Laplace transform in population genetics: from theory to efficient algorithms
View/ Open
Date
06/12/2022Author
Bisschop, Gertjan
Metadata
Abstract
Extracting information on the selective and demographic past of populations contained in samples of genome sequences requires a description of the distribution of the underlying genealogies. Using the Laplace transform, this distribution can be generated with a simple recursive procedure, regardless of model complexity. Assuming an infinite-sites mutation model, the probability of observing specific configurations of linked variants within small haplotype blocks can be recovered from the Laplace transform of the joint distribution of branch lengths. However, the repeated differentiation required to compute these probabilities has proven to be a serious computational bottleneck in earlier implementations.

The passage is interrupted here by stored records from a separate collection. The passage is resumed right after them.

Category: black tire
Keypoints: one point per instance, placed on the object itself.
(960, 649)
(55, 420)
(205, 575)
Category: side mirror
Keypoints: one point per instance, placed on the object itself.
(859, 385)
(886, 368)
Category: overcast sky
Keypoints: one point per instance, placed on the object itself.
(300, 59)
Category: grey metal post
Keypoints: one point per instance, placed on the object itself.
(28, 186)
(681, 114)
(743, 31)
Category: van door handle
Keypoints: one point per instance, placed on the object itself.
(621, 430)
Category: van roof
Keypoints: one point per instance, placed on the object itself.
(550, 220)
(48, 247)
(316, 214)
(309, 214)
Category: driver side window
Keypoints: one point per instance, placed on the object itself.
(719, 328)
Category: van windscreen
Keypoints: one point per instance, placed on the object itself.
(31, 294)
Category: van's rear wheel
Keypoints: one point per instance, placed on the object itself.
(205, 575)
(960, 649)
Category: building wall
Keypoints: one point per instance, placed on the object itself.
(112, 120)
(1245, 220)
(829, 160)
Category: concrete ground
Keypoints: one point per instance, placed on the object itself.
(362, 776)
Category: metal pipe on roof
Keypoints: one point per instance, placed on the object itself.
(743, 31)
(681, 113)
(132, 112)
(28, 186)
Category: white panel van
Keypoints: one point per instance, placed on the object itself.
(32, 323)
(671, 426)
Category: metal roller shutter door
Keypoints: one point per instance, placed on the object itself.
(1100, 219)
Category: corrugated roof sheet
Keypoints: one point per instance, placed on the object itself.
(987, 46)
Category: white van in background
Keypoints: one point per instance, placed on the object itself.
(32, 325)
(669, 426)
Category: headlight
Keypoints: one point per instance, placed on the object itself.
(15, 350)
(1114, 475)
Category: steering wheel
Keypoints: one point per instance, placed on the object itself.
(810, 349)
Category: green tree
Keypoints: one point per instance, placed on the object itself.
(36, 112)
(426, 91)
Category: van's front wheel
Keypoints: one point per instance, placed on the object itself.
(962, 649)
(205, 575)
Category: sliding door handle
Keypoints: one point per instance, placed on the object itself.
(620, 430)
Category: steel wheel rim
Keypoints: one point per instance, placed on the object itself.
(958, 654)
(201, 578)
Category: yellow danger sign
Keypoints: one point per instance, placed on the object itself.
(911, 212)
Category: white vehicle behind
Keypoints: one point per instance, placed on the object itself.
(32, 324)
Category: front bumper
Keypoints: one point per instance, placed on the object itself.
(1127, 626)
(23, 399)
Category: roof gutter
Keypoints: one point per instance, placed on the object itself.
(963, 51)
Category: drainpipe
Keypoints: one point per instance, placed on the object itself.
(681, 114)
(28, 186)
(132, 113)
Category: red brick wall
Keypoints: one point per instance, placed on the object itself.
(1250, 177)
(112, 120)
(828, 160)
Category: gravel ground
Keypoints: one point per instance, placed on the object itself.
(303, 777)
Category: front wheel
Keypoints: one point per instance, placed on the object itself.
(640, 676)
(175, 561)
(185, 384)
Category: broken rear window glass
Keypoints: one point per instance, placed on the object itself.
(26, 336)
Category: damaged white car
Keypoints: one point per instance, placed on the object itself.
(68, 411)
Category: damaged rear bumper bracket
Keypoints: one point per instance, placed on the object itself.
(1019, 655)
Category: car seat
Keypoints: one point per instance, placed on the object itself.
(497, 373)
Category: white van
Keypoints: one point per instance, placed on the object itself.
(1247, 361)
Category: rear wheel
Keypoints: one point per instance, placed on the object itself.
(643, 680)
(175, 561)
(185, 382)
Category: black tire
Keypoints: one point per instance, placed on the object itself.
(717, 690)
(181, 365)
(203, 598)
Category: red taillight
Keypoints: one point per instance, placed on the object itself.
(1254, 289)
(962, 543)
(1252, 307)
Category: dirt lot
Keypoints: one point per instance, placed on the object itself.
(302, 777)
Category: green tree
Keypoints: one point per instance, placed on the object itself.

In this thesis, I extend existing work on this theoretical framework in three ways. First, I incorporate a description of the impact of hard sweeps on the genealogies of nearby neutral sites. Secondly, the recursive nature of this approach not only makes the theory easily extendable, but also implies the possibility of graph-based algorithms to query the joint distribution of branch lengths. I devise algorithms that drastically reduce the computational cost of deriving mutation configuration probabilities. This work has been implemented in an open-source Python module, agemo. Finally, the efficient library is used to develop a fully fledged demographic inference tool for fitting models of isolation with migration (IM) to genomic data. Fitting these models to smaller chunks of sequence allows us to also infer both background selection and barriers to gene flow. The software is designed to be modular and user-friendly. It facilitates the entire model fitting workflow, from parsing variants to a simulation-based bootstrap on the model estimates.